Diverging from the principle of focussing on one street, we let ourselves succumb to Moscow’s underlying cosmological blueprint: the city is made up of orbits. The Boulevard Ring is the first orbit and on it we chose five bubbles that encircle the Kremlin. These bubbles are not just places – they are constellations, principles, motifs for our exploration. They are focal points that we can return to, when we get lost, thus they allow us to get lost. Their boundaries are as blurry as their inner centre. But for now, we choose to believe in them – we choose to let them take us.
Chapter 1: Arbatskaya Square – Kirill Savchenkov, uses the skateboard as a tool to explore the cityscape as a training zone for future survival techniques. In his essay »Tactical Behaviours« editor-in-chief Fabian Saul turns to the concept of tactical behaviours to decode his meanderings.
Chapter 2: Pushkinskaya Square – Author Ksenia Golubovich revives her childhood memories by returning to her former communal home. A team of people collected a wealth of information of those using the Boulevard Ring to paint a vivid picture of the transient life on the Ring. Oxana Rudschenko tells stories of her life on Pushkinskaya Square through the twilight of the Soviet Era.
Chapter 3: Chistye Prudy – The photographer Anna Skladmann visits her grandmother’s house in Germany that is full of artifacts of her former life in her native Moscow. Pavel Pepperstein introduces us, with the grace of one who has seen everything, to his home on Chistye Prudy, where he grew up with his father, the artist Viktor Pivovarov. Marinika Sadgyan uses social media content to reconstruct a civilian attempt to save a Constructivist building from being demolished. Photographer Stas Galaktionov explores the underground vibes of one of the last remaining squats in the neighbourhood.
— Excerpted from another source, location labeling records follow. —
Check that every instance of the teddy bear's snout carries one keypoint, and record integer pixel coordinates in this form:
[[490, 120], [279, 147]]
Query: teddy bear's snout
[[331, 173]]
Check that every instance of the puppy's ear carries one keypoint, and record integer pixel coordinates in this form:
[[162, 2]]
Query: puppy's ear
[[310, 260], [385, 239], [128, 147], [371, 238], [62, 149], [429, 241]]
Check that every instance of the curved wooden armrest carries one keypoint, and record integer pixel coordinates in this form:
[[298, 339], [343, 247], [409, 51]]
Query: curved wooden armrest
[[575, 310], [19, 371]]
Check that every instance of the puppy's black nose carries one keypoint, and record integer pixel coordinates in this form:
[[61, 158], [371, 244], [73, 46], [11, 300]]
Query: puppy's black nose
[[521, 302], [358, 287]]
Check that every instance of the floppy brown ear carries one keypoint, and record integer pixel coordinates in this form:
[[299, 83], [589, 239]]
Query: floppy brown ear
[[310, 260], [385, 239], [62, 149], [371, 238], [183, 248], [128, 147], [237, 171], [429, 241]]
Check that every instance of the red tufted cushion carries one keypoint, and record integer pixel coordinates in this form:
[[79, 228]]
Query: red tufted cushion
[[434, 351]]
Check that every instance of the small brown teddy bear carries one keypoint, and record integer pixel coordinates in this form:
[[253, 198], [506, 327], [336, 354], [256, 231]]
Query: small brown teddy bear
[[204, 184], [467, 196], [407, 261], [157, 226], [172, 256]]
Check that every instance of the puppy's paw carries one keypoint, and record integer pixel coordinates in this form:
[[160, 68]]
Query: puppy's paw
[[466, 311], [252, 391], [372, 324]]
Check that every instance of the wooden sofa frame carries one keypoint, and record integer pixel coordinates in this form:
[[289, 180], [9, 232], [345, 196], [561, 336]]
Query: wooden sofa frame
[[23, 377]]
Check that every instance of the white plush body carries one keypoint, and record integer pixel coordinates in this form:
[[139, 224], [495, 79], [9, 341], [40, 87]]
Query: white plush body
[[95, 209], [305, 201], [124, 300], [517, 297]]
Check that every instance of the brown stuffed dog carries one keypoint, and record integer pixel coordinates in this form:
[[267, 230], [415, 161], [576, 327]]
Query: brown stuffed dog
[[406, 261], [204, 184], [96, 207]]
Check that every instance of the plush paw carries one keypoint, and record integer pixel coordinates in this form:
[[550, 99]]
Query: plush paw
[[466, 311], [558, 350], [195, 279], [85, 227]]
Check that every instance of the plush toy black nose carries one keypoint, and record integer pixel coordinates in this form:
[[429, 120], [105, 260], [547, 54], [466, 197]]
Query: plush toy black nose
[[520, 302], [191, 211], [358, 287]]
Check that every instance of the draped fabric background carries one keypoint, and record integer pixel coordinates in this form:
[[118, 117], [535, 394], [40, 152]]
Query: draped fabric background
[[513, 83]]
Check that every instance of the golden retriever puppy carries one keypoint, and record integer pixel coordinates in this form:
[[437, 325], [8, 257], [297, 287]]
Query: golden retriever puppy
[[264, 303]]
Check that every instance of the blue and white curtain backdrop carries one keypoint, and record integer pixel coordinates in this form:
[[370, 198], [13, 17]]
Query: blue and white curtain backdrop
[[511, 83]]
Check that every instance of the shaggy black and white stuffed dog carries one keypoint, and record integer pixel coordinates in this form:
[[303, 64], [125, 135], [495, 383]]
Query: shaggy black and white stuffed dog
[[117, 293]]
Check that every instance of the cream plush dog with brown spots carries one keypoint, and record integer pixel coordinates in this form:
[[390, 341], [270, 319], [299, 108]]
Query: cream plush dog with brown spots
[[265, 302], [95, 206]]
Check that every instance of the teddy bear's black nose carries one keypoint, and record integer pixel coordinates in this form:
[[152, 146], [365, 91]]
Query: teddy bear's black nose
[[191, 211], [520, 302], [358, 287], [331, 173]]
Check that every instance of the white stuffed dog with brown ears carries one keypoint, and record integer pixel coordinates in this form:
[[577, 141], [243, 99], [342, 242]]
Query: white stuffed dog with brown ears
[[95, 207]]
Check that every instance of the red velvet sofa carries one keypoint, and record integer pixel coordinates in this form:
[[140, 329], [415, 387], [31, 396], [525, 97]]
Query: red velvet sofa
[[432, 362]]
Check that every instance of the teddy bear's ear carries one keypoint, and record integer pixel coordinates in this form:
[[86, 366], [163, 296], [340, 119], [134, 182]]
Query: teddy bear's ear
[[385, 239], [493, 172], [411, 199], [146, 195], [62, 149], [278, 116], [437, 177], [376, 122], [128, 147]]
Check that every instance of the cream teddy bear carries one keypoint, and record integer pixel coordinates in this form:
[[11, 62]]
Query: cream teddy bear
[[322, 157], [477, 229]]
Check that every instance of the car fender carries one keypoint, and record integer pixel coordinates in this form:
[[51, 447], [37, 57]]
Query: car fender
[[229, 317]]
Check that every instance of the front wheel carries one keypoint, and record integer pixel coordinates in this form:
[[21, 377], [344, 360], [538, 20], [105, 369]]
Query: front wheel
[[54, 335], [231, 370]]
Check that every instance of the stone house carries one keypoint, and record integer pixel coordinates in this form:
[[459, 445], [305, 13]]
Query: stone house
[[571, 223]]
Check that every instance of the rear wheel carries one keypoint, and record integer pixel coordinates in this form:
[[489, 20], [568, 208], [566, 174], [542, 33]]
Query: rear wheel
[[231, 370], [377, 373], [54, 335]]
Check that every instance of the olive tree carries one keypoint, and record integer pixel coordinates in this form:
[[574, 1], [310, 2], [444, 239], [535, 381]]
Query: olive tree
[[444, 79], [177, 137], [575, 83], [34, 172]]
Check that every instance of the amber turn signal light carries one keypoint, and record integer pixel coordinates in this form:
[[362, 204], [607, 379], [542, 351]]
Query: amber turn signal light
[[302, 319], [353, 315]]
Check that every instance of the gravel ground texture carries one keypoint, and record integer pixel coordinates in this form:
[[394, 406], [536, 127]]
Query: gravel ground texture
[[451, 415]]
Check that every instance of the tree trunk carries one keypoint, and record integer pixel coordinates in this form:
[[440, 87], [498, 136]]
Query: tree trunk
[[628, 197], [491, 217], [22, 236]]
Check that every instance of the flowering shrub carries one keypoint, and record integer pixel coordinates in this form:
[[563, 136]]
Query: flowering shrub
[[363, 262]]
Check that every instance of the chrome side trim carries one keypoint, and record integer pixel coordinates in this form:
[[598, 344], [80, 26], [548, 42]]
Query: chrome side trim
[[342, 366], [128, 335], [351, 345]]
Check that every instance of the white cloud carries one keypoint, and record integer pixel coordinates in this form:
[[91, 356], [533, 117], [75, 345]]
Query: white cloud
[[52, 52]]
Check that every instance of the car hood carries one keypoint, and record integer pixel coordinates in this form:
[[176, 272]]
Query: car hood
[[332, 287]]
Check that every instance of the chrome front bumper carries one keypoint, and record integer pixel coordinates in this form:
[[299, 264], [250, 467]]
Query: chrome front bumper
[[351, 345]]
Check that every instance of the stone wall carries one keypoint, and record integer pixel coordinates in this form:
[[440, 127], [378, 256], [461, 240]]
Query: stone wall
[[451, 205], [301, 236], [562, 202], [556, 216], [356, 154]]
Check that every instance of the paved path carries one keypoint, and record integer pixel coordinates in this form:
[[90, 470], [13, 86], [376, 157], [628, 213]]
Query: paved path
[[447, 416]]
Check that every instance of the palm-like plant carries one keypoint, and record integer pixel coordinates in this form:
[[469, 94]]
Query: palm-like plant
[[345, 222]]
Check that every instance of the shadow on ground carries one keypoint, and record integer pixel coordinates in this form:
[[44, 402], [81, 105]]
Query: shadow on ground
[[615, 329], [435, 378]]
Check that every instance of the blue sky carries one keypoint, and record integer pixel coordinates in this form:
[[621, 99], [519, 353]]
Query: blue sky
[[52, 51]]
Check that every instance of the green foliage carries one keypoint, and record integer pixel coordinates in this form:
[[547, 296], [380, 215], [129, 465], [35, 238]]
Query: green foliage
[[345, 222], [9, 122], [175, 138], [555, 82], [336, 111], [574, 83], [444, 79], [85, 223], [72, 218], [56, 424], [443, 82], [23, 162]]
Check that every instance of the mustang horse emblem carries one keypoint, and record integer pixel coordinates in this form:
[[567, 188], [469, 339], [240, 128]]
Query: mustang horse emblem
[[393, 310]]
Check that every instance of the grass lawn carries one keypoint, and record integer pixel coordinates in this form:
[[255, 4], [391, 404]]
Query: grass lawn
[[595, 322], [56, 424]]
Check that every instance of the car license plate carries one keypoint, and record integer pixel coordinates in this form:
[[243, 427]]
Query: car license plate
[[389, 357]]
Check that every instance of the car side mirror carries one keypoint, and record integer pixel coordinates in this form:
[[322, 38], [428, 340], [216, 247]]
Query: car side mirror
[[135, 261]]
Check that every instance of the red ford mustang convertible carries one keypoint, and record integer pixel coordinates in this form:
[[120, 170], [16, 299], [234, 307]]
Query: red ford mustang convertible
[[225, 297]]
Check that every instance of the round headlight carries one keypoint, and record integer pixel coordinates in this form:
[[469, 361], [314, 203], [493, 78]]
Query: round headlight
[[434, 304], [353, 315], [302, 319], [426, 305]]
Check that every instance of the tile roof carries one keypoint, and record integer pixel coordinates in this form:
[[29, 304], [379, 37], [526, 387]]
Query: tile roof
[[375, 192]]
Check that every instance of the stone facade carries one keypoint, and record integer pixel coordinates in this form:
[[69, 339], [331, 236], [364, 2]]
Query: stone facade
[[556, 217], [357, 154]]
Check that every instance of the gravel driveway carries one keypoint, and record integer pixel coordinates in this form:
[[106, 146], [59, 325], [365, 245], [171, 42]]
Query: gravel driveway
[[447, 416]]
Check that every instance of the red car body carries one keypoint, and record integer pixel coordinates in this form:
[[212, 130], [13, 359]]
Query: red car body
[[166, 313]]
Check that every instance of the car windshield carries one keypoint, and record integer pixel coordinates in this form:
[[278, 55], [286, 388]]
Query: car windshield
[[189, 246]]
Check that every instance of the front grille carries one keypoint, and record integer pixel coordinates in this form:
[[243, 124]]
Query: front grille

Chapter 4: Moskva Waters – Editor-in-chief Grashina Gabelmann uses her watery dreams and a challenging cat to navigate through a psycho-geographical, introverted piece. The artist Judith Sönnicken considers the mental architecture of disappearing and reappearing structures. Her considerations take on the form of a fictional museum and its permanent collection, for which she is a curator and artist. In the piece »Two Hours In«, a bar on Chistoprudny Boulevard provides the setting for a free-wheeling conversation about five-year-olds watching Soviet-era parades on YouTube, Lacan and the question of whether or not you can talk about sex while having it.
Chapter 5: Prospects – The last chapter considers the future as much as the possible futures of the past, the crossroads that haven’t been taken, through a collection of poems, short stories and visuals.